Closed forsyth2 closed 4 months ago
@czender Hi Charlie, could you help to review if the logic here for get prc_typ
still good for latest nco? https://github.com/E3SM-Project/zppy/blob/08838055a8ff26fc9404f87f7c73466ff04f8506/zppy/utils.py#L143-L169
The needed change is to make prc_typ = clm
for clm2
output.
Yes, I expect this will work fine.
Thank you, Charlie!
@forsyth2 The new commit https://github.com/E3SM-Project/zppy/pull/602/commits/48988df73a1072f4a38fe89e3b7e6c76aef8c137 looks good. I don't think we need https://github.com/E3SM-Project/zppy/pull/602/commits/d936b854d32b889e112c8b5a3ed274a1c870e7df with this change.
$ cd /lcrc/group/e3sm/ac.forsyth2/zppy_test_complete_run_output/issue-421-post-600-both-commits/v2.LR.historical_0201/post/scripts
$ grep -v "OK" *status
# No results => everything worked
$ cd /lcrc/group/e3sm/ac.forsyth2/zppy_test_complete_run_output/issue-421-post-600-1st-commit-only/v2.LR.historical_0201/post/scripts
$ grep -v "OK" *status
e3sm_diags_atm_monthly_180x360_aave_mvm_model_vs_model_1852-1853_vs_1850-1851.status:WAITING 548863
e3sm_diags_atm_monthly_180x360_aave_tc_analysis_model_vs_obs_1850-1851.status:WAITING 548862
e3sm_diags_lnd_monthly_mvm_lnd_model_vs_model_1850-1851_vs_1850-1851.status:WAITING 548864
tc_analysis_1850-1851.status:RUNNING 548854
tc_analysis_1852-1853.status:WAITING 548855
$ sq
USER ACCOUNT NODE PARTITION JOBID ST REASON TIME TIME_LIMIT NAME
ac.forsy e3sm 1 debug 548855 PD Dependency 0:00 30:00 tc_analysis_1852-1853
ac.forsy e3sm 1 debug 548862 PD Dependency 0:00 30:00 e3sm_diags_atm_monthly_180x360_aave_tc_analysis_model_vs_obs_1850-1851
ac.forsy e3sm 1 compute 548863 PD Dependency 0:00 5:00:00 e3sm_diags_atm_monthly_180x360_aave_mvm_model_vs_model_1852-1853_vs_1850-1851
ac.forsy e3sm 1 compute 548864 PD Dependency 0:00 30:00 e3sm_diags_lnd_monthly_mvm_lnd_model_vs_model_1850-1851_vs_1850-1851
The other commit is in fact necessary.
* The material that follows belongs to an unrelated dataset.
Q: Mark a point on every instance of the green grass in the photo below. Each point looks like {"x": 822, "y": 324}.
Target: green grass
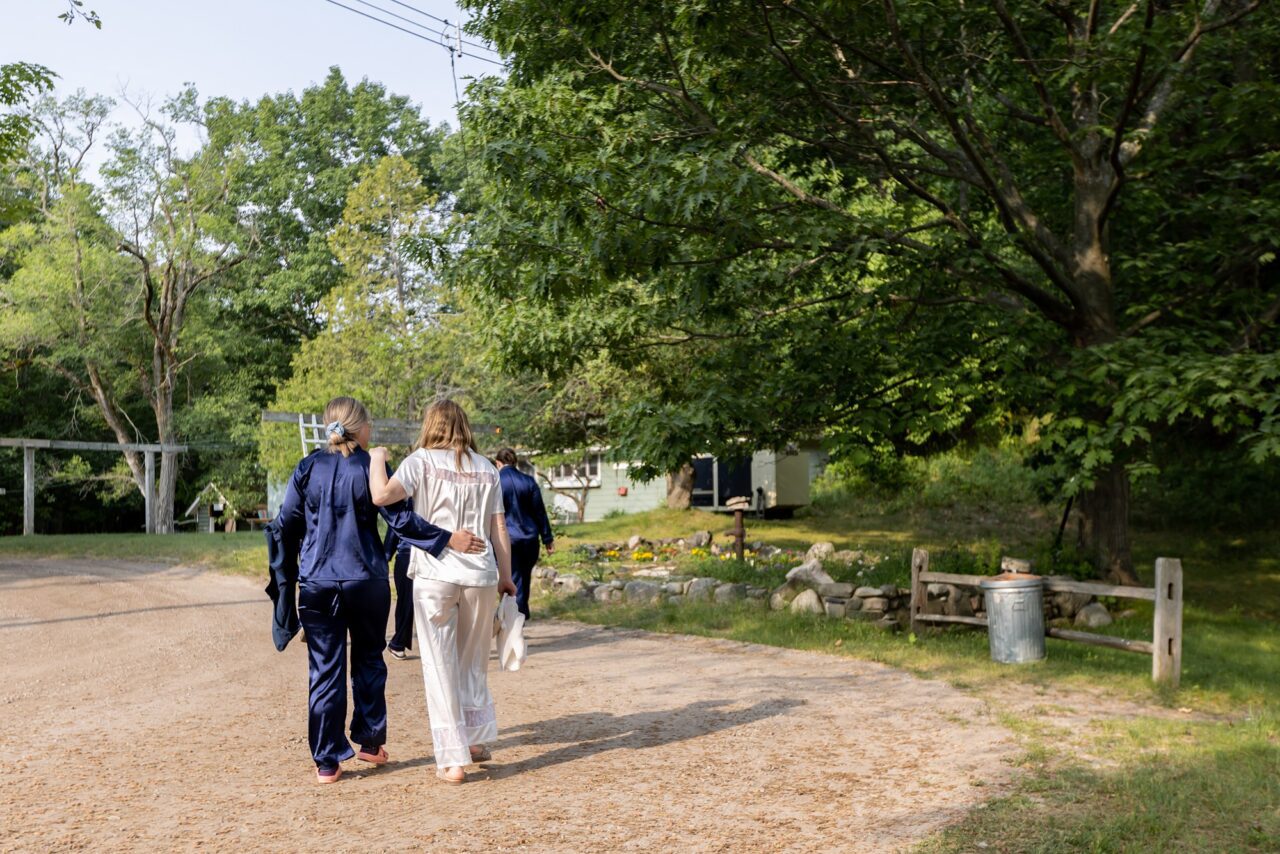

Without it, 3 e3sm_diags
jobs don't run because they are waiting on jobs that don't exist. TC Analysis also seems to fail on 1850-1851, meaning 1852-1853 can't run.
It appears the both-commits test was done without the #611 commit, (meaning the global time series plots don't look right), so I need to re-test with that. But it does look like we need both commits.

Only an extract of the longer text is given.